1. Romance When you first meet a woman, if she is a romantic, instinctively, one of the first things she is looking for in you is an element of romance. Romance is defined differently by every woman. It might start with an appropriate kind of eye contact across a room. To some it might mean a subtle pick up line. It could be an appropriate kind of flirting (non-sexual). The key, when you first meet a potential date, is to never come on too strong. Too much, too soon comes off stalkerish and can scare her away. The key? Subtle, tender, slow and mysteriously romantic is always best. As your relationship grows, discover what she thinks is romantic and be very intentional about it; often. A little romantic effort given regularly goes a long way in her heart. 2. Humor Humor is an incredibly important aspect to every relationship. Women intuitively ask themselves, “Does he make me laugh?” If you can make her laugh often, you have discovered a secret door to her heart. Evaluate your relationship, do you laugh together often? If not, you need to fix this pronto. Laughing together regularly will overcome fear, tension, and all kinds of other relationship pressures. Laughter will connect your hearts together like few other things can. Here are couple of suggestions to laugh together: Go see a comedy or find something funny online and send her a text. Discover what makes her laugh and push that button often. As they say, “laughter is the best form of medicine.” 3. God, Her and Other’s Centered Once you have established a mutual connection and a relationship, the next thing a woman instinctively asks herself is this: “Is he self-centered or other’s centered?” A woman wants an unselfish man. If she loves God, she is asking herself, “Does he love God?” She will put you through a series of mental and emotional tests to see what you are truly like. If you are God centered, you will be other’s centered: you will be constantly putting her and others above yourself. This quality will be demonstrated in a multitude of ways such as opening her door, walking beside her instead of in front of her, holding her hand, giving her a long comforting non-sexual hug, sending her cards, texts or notes, or giving her flowers for no occasion. It’s usually the small unselfish daily acts that mean most to her and demonstrate that you put her above yourself.

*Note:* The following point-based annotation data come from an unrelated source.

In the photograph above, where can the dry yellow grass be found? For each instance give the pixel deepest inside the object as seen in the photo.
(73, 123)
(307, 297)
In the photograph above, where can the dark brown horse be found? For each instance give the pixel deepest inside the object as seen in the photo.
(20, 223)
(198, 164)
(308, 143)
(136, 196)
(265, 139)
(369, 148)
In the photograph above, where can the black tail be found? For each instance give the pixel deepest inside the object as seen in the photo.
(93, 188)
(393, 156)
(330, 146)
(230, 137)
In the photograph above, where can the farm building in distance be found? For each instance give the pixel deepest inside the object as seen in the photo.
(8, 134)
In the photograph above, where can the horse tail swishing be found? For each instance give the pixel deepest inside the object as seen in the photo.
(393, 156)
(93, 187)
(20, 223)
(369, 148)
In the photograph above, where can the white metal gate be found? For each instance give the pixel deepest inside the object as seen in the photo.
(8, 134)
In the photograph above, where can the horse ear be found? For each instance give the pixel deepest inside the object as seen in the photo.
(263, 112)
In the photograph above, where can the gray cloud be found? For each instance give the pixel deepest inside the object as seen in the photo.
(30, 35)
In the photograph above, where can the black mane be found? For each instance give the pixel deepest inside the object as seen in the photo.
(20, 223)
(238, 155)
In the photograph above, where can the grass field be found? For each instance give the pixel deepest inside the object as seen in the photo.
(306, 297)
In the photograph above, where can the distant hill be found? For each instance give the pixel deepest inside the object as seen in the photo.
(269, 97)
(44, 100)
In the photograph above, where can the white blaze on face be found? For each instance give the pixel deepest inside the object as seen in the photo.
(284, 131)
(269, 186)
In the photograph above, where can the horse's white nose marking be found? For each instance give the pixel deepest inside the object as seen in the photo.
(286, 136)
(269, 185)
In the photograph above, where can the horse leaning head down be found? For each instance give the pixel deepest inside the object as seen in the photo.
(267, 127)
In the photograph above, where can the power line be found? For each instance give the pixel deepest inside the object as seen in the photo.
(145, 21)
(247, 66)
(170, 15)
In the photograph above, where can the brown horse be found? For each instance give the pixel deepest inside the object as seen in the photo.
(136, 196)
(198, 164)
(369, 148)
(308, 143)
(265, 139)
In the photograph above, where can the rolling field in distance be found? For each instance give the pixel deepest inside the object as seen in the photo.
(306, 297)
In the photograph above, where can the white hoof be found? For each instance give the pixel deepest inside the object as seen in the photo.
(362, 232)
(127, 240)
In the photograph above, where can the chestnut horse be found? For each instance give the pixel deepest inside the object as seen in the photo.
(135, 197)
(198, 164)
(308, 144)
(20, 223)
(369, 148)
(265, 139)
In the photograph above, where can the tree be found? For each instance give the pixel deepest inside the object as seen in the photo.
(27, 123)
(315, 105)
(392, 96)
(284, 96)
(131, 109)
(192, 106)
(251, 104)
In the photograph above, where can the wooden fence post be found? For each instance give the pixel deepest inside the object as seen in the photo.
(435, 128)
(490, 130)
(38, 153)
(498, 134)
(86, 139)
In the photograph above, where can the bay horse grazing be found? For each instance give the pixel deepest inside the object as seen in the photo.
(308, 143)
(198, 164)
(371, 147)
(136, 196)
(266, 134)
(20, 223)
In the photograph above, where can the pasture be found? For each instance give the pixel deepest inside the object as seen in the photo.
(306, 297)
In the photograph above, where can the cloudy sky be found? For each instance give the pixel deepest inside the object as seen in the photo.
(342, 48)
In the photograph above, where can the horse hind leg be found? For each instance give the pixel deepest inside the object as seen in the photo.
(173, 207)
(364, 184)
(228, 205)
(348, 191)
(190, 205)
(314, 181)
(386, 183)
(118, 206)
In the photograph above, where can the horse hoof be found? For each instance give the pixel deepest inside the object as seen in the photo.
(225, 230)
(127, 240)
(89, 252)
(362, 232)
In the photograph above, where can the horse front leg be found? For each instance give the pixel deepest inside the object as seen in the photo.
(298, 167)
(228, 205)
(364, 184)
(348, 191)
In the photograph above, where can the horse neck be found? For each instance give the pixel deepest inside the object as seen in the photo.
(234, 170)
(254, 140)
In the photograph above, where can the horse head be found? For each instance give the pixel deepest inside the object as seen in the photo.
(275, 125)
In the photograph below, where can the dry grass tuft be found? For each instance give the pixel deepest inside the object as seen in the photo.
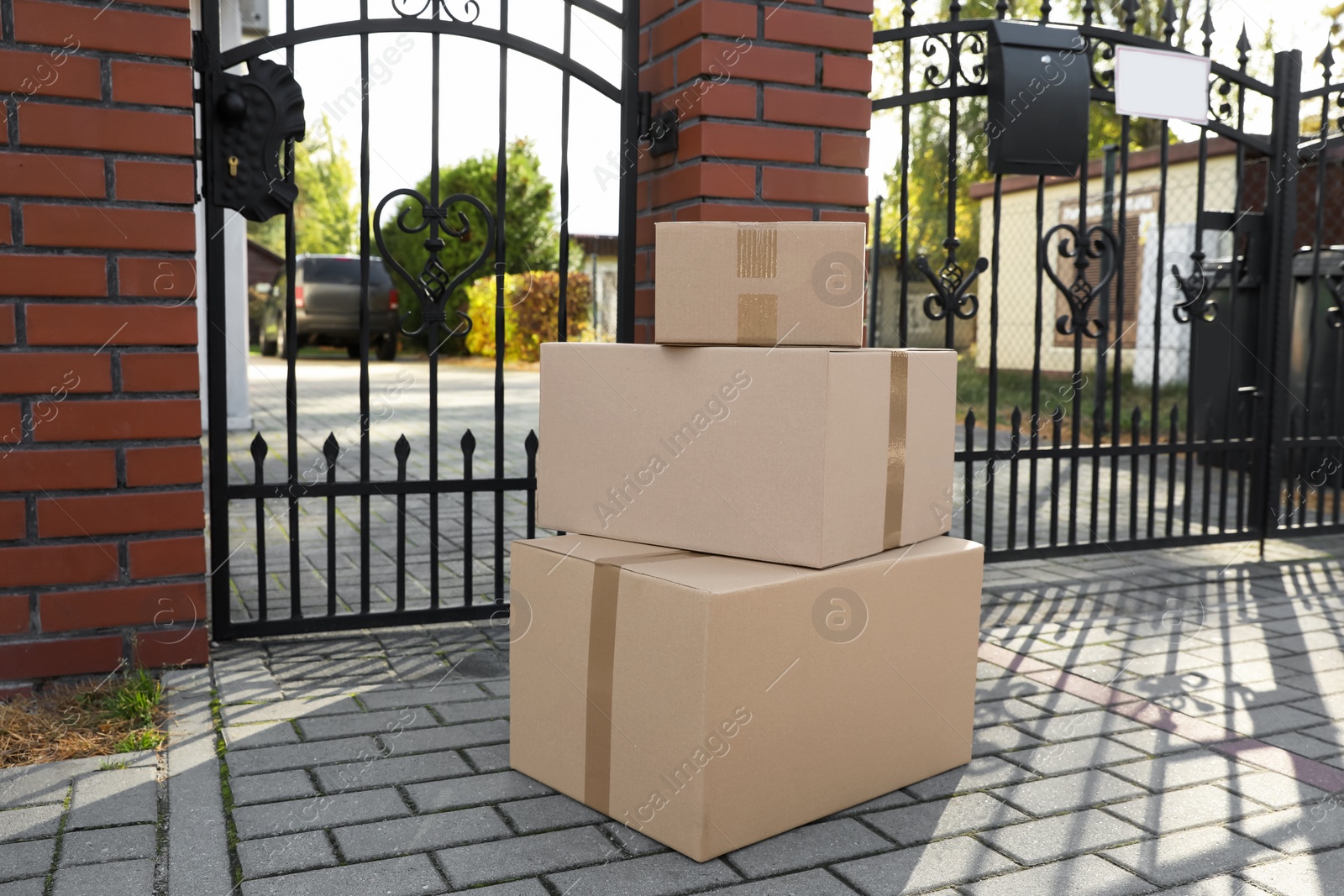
(93, 719)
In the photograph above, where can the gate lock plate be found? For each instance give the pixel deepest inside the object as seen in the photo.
(252, 118)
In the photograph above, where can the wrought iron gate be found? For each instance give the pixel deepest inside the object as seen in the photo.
(249, 127)
(1153, 345)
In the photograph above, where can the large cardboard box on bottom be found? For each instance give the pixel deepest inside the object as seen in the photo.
(749, 284)
(803, 456)
(711, 701)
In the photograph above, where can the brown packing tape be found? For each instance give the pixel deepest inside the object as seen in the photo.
(759, 316)
(606, 586)
(897, 449)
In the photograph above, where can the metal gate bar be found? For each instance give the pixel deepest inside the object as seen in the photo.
(432, 286)
(1149, 463)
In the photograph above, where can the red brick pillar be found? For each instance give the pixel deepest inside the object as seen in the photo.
(773, 107)
(101, 513)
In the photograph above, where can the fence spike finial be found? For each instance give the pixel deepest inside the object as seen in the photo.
(259, 449)
(1243, 49)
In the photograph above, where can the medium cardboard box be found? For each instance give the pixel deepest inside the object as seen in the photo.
(710, 703)
(804, 456)
(749, 284)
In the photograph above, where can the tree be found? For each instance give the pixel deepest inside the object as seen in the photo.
(326, 217)
(531, 234)
(931, 121)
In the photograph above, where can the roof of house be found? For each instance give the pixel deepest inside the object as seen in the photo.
(1176, 154)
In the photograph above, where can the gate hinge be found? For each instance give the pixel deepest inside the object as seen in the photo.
(658, 132)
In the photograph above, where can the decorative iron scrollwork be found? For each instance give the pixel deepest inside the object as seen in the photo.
(1097, 244)
(252, 118)
(470, 8)
(434, 284)
(1195, 289)
(1221, 98)
(1102, 78)
(952, 285)
(953, 46)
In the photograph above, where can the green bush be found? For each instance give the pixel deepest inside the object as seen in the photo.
(531, 302)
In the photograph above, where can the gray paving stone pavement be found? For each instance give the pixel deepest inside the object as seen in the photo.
(335, 765)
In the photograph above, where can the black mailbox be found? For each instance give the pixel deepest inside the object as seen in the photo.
(1038, 100)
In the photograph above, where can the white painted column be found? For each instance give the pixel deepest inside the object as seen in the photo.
(235, 270)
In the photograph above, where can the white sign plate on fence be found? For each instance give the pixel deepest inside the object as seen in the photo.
(1162, 83)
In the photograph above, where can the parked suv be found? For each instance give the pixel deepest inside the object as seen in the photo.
(327, 307)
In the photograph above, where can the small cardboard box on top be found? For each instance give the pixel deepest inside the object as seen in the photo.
(800, 456)
(749, 284)
(710, 701)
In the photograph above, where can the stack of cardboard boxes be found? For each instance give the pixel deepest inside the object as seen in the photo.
(750, 624)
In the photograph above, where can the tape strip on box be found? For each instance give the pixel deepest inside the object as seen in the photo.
(606, 586)
(897, 449)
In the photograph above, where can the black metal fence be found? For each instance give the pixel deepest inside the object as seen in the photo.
(248, 118)
(1151, 349)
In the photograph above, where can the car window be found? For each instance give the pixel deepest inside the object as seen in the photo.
(343, 271)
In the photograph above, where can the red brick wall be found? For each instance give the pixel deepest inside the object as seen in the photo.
(773, 107)
(101, 511)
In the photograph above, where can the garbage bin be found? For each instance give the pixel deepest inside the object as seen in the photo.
(1223, 369)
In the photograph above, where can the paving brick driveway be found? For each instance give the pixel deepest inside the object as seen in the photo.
(376, 763)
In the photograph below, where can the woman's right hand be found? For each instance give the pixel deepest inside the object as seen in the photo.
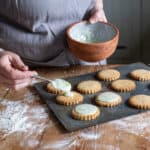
(13, 72)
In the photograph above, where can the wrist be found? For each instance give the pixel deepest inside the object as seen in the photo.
(98, 5)
(1, 51)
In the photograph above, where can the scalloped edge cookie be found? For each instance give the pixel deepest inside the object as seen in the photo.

4. Patience According to 1 Corinthians 13 the first defining quality of love is patience. A woman who is searching for genuine love is asking herself, “Is he patient?” Lust moves quick. Lust’s only interest is sleeping with a woman, while love desires a lifetime together. If you genuinely love a woman, you won’t pressure her to move faster than her heart cares to. When your love is sincere, your end goal isn’t the bedroom, but the church aisle. Love doesn’t look for a quick sexual fix, but a lifetime of sexual fulfillment. Ultimately, love’s goal isn’t merely to capture her body, but her heart. This requires patience. 5. Hard Worker One of the next instinctive questions a woman asks herself is, “Is he a hard worker?” No woman wants a sloth. A man that loves his woman wants to conquer the world for her. He wants to provide for and support her. It’s not that she can’t be independent or support herself, it’s that he wants her to feel like she’s never alone in the world. Some women make more money than their man and that’s okay. A man that is a hard worker wants their relationship to act like a team and work together to accomplish their dreams and goals. When he has a clear definable task at hand, he doesn’t put it off, but he attacks the task with all his might. His motivation? Love – he wants to take care of her and her needs. 6. Passion Do you put anything above your wife? If you do, she instinctively knows it…and secretly resents it. If you want the most amazing relationship on the planet, including your sex life, put God first and her second. Things like your job, money, time with the guys, your favorite hobby or toy can’t be #2. If any of these things hold a greater place in your heart than her, she knows it, and she is secretly longing to be in that place. What women truly want is your passion. In longer term relationships passion can fade. Don’t let it. Rediscover your passion together, emotionally then sexually. You want a passion reality check? Ask your wife this question: “Is there anything I put above you other than God?” Let her answer honestly, then vow to make God #1 and her #2. Your wife doesn’t want to take away your favorite toys, hobbies or friends; she merely wants to be more important than them. When she is your passion, you will see a renewed fire in her eyes and the spark you may be lacking in your relationship will be rekindled to a wildfire.
7. Best Friend I am firmly convinced, that the #1 thing every woman is looking for is her best friend. Women long for a deep emotional connection that will last a lifetime. Yes, they want all these other things mentioned above, but what they crave most is their best friend. What does it look like to be a best friend? She wants to be the one you share all your secrets with. She wants to know she can share her secrets with you too, and that you will always keep them safe. She wants to know that she can trust you to always look out for her best interest. When she has news, she wants you to be the first person she shares it with. She wants you to want to be that first person. When you are her best friend, you have her back, come hell or high water. You always put her above everything and everyone else. You dream together, pray together, play together, take on the world together, and make love together. You have babies together and create a family together. Maintaining a best friendship takes work, but work well worth the outcome. How do you maintain your best friendship? Love. Forgive. Realize that being right in a disagreement is far less important than maintaining the spirit of your relationship. Regularly show her that your greatest desire is her. Put her above everyone and everything other than God and she will find you entirely irresistible.